Share your dilemmas and get honest opinions from other Mumsnetters.

AIBU to feel sad about this?

31 replies

Blueu4 · 06/01/2023 18:01

I’m on a medication that I’ve been warned is very likely to change my eye colour. It has already started to change it slightly and it’s different to how it was say last January.

I have blue eyes and it’s something I’ve always been a bit sentimental about because it makes me feel close to my family (for a variety of complicated reasons) who had the same eyes as me, and it’s like an identity thing I suppose. According to the doc it’s irreversible so if it does continue to change then that’s it.

I know the medication is important and of course I will continue taking it but AIBU to feel a little sad about it? I know nothing will change about me realistically and it’s a tiny problem in the grand scheme of things, but I feel a bit sad that something that’s made me feel close to my family is now going to change so late in my life

OP posts:
Pothoswithasparkle · 06/01/2023 22:41

Blueu4 · 06/01/2023 19:54

Not sure yet- he said it will gradually go brown and it will be significant enough that eventually I will have brown(ish) eyes. I like brown eyes but I like my blue eyes and it’s such a big part of my own identity 😞

Aw. I get you. I have that eatern European mixed eyes and it's very much part of me.

Maybe it will stop at the mix of brown, blue grey etc!

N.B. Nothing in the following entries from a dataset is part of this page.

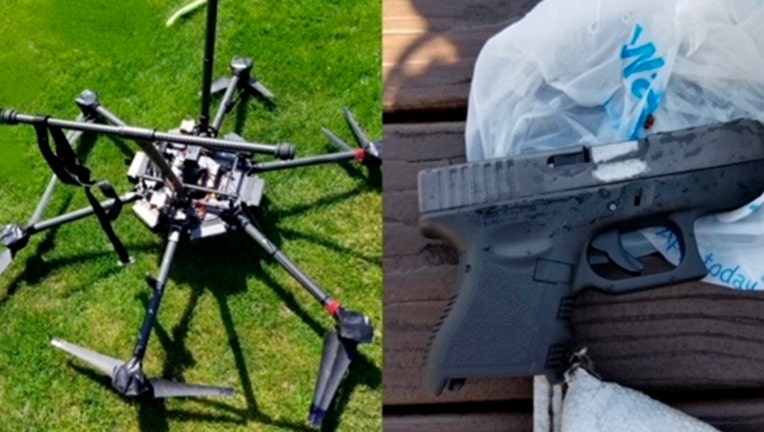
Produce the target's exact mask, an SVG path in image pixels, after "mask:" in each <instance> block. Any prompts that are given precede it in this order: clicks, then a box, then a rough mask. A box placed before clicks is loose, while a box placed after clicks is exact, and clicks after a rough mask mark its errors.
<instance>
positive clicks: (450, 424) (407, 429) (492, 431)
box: [385, 412, 533, 432]
mask: <svg viewBox="0 0 764 432" xmlns="http://www.w3.org/2000/svg"><path fill="white" fill-rule="evenodd" d="M532 429H533V418H532V415H531V414H530V413H504V412H498V413H477V414H471V413H470V414H435V415H409V416H385V431H386V432H416V431H422V432H431V431H438V432H463V431H482V432H531V430H532Z"/></svg>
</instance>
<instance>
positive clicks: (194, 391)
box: [149, 380, 236, 399]
mask: <svg viewBox="0 0 764 432" xmlns="http://www.w3.org/2000/svg"><path fill="white" fill-rule="evenodd" d="M149 382H150V383H151V387H153V389H154V398H155V399H162V398H170V397H210V396H212V397H214V396H220V397H230V396H233V395H234V394H235V393H236V392H235V391H234V389H232V388H230V387H212V386H204V385H196V384H186V383H182V382H177V381H168V380H149Z"/></svg>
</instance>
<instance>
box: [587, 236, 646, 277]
mask: <svg viewBox="0 0 764 432" xmlns="http://www.w3.org/2000/svg"><path fill="white" fill-rule="evenodd" d="M591 246H592V248H593V249H595V250H598V251H600V252H603V253H604V254H605V255H607V257H608V258H610V261H612V262H613V263H614V264H615V265H617V266H618V267H620V268H621V269H623V270H624V271H627V272H629V273H635V274H639V273H642V270H644V269H645V266H644V265H642V263H641V262H639V261H637V259H636V258H634V257H633V256H632V255H631V254H630V253H628V252H627V251H626V249H625V248H624V247H623V243H622V242H621V235H620V233H619V232H618V230H611V231H606V232H604V233H602V234H601V235H599V236H597V237H596V238H595V239H594V240H593V241H592V244H591Z"/></svg>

Nut look, grieve it and don't be ashamed of it.

Pothoswithasparkle · 06/01/2023 22:44

Some cultures believe eyes are windows into outlr souls. You are beating a deases and that may change one's soul to see things differently.

So your eyes change while you also change with the experience. Can that be comforting?

MuggleMe · 06/01/2023 23:09

Yep totally get you. I have [family name] eyes, distinctive green with a darker ring around them and acknowledged as a strong gene from one part of my family. One of my children does too. Same eyes as my mum and granny (both dead). I'd be gutted if they changed.

RobertaFirmino · 06/01/2023 23:59

I get that you are upset but the connection to your loved ones is not dependent on pigmentation.
Imagine not being able to see your loved ones at all. That's the reality for many people yet it isn't going to happen to you because you have access to this medication. Which is actually a wonderful thing when you consider those in Third World countries.
Being upset about this is a waste of energy. The alternative is to lose your sight through glaucoma so unless that is what you want, there's sweet FA you can do about eye colour.
Instead of staying upset, enjoy your eyes! Read books, enjoy the beautiful plants and flowers around us, go to a gallery and look at the art, make the most of doing all the things you wouldn't be able to fully appreciate without the gift of sight.

InsomniacVampire · 07/01/2023 09:17

I have very unusual eye colour and would be gutted as it is (shalowly) a part of my looks and identity and I emphasise it a lot while doing makeup etc... But yeah, health much more important than this.

purpledalmation · 07/01/2023 12:38

My whole family on both sides are blue eyed, from blue eyed blondes to blue eyes and black hair (Irish side). DH has hazel eyes and all the DC have his eye colour. I'm so sad over the eye colour, no matter how silly it is.